Parecchie di tali opere in volgare sono scritte sotto forma di conflitti o disputazioni dialogiche;
altre sono strettamente precettistiche come ad esempio quello sulle cortesie a tavola; altre sono
di tipo escatologico (come quelle di Giacomino da Verona), una su tutte, il Libro delle Tre Scritture
(nera – dedicata all’Inferno, dorata – dedicata al Paradiso, rossa – dedicata alla Passione).
1. De pirrata
Scrisse anche opere di tipo didascalico come il caso delle Laudes de Virgine Maria (i titoli sono in latino), dai
cui aneddoti è tratto il DE PIRRATA = leggenda molto diffusa nei marialia = collezione di miracoli mariani,
una versione della quale era inserita nel Vita scholastica tra i miracoli prosastici (verseggiatore milanese
appare, come altre volte, parafrasista di sé stesso).
La lingua adoperata (opera meritoria, sprovvista di precedenti autorevoli, almeno a Milano) conferma il
carattere colto e municipale dell’autore. La ricopre un velo latineggiante che spesso non va oltre alla
grafia. La poesia Sacra
INTRODUZIONE:
- LAUDA = canzone a ballo di argomento sacre, con le stanze destinate a un solista o a un gruppo e
la ripresa, ripetuta dopo ogni stanza, destinata al coro. Cominciata nel Duecento e svolta nel Tre
e Quattrocento, la lauda venne praticata da congregazioni laiche, di parecchie delle quali ci sono
conservati i repertori, e in particolare da Disciplinati o Battuti, così detti perché tra i lori riti
penitenziali c’era quello dell’autoflagellazione collettiva. L’iniziativa si fa risalire, con colore più o
meno leggendario, a un perigino di formazione francescana, RANIERI FASANI, e all’anno 1260
(da cui la profezia di Gioacchino da Fiore faceva cominciare l’età dello Spirito Santo o del Quinto
Vangelo. L’Umbria fu il centro di questo vasto movimento escatologico, le città minori dell’Umbria,
delle Marche e della Toscana orientale hanno lasciato i laudari più antichi, seguite dopo un certo
intervallo da quasi tutte le regioni italiane.

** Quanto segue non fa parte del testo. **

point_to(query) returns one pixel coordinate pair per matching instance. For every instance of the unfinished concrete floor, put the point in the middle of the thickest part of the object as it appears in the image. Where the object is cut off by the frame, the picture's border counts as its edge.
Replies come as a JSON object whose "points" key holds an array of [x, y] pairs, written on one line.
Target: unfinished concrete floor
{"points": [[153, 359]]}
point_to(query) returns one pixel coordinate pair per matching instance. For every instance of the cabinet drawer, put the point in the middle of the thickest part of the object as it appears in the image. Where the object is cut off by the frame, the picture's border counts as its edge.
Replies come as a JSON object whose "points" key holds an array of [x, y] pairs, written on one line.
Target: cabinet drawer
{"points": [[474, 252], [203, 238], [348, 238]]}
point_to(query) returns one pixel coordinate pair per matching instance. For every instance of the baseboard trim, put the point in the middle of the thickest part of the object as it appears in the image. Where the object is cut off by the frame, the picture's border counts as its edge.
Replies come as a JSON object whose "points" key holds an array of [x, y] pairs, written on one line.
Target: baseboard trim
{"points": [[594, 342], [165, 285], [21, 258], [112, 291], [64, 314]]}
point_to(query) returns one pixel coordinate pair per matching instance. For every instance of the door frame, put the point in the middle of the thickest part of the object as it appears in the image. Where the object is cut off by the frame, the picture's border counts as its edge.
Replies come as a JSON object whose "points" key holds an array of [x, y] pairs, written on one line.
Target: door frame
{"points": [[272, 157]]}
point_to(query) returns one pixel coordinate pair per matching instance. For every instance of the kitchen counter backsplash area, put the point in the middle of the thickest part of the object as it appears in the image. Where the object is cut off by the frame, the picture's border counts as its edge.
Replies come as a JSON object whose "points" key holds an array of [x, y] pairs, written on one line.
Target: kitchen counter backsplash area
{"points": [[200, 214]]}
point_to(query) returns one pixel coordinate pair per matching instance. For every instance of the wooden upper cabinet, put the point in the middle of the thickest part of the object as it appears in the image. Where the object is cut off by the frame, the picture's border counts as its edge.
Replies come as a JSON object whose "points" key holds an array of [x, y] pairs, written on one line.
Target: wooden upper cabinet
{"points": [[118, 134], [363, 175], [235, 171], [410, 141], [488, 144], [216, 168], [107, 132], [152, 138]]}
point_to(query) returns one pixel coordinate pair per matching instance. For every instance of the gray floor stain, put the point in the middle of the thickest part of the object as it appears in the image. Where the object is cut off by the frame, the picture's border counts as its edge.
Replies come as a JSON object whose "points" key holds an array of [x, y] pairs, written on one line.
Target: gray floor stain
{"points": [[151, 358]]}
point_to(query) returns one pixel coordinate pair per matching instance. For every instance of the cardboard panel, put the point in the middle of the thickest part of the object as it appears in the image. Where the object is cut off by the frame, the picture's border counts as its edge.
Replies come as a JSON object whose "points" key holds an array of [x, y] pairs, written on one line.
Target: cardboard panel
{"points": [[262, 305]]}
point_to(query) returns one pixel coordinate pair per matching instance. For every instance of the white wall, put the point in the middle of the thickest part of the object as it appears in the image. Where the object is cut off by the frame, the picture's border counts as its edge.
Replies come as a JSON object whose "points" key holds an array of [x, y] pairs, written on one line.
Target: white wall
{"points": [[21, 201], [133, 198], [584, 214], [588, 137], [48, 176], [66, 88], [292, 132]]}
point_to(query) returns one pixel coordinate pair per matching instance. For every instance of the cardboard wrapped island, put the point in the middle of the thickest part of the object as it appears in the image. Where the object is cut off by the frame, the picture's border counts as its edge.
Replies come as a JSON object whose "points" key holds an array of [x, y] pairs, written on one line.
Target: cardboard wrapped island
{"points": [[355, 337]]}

- Il movimento dei Disciplinati aveva avuto del resto altri precedenti duecenteschi, e in essi erano
confluiti laudesi più antichi; alla preistoria della lauda appartengono anche le francescane Laudes
Creaturarum. Vere e proprie ballate furono composte da Guittone d’Arezzo.
Jacopone da Todi (1236 – 1306)
BIOGRAFIA
Le notizie sulla vita di Iacopo de’ Benedetti detto Iacopone sono scarse e frammentarie; spesso derivano
da biografie scritte parecchi anni dopo la sua morte con tono leggendario. Nato a Todi circa nel 1233,
notaio, abbandona la vita mondana dopo la tragica morte della moglie.
La disgrazia avviene durante una festa, in seguito al crollo del pavimento di un castello; Iacopone scopre
sul corpo della moglie un cilicio, strumento di penitenza, e ne segue per lui una crisi spirituale che lo porterà
a entrare nell’Ordine dei Frati minori. In seguito, fu imprigionato per aver sottoscritto un documento
contrario al papa Bonifacio Vlll, e morì tre anni dopo la liberazione dalla prigione di Todi, nel 1306.
Difficile attribuire con certezza le Laudi di Iacopone (circa 92), e l’ordine cronologico di composizione,
tranne nei casi di componimenti legati all’attualità del tempo, dunque a fatti storici noti.
Nei suoi componimenti esprime aspirazione ascetica e disprezzo del corpo, affronta argomenti politici e
civili (come l’operato di Celestino V e Bonifacio Vlll), con una notevole forza espressiva, o addirittura
violenza verbale, che caratterizza il suo linguaggio.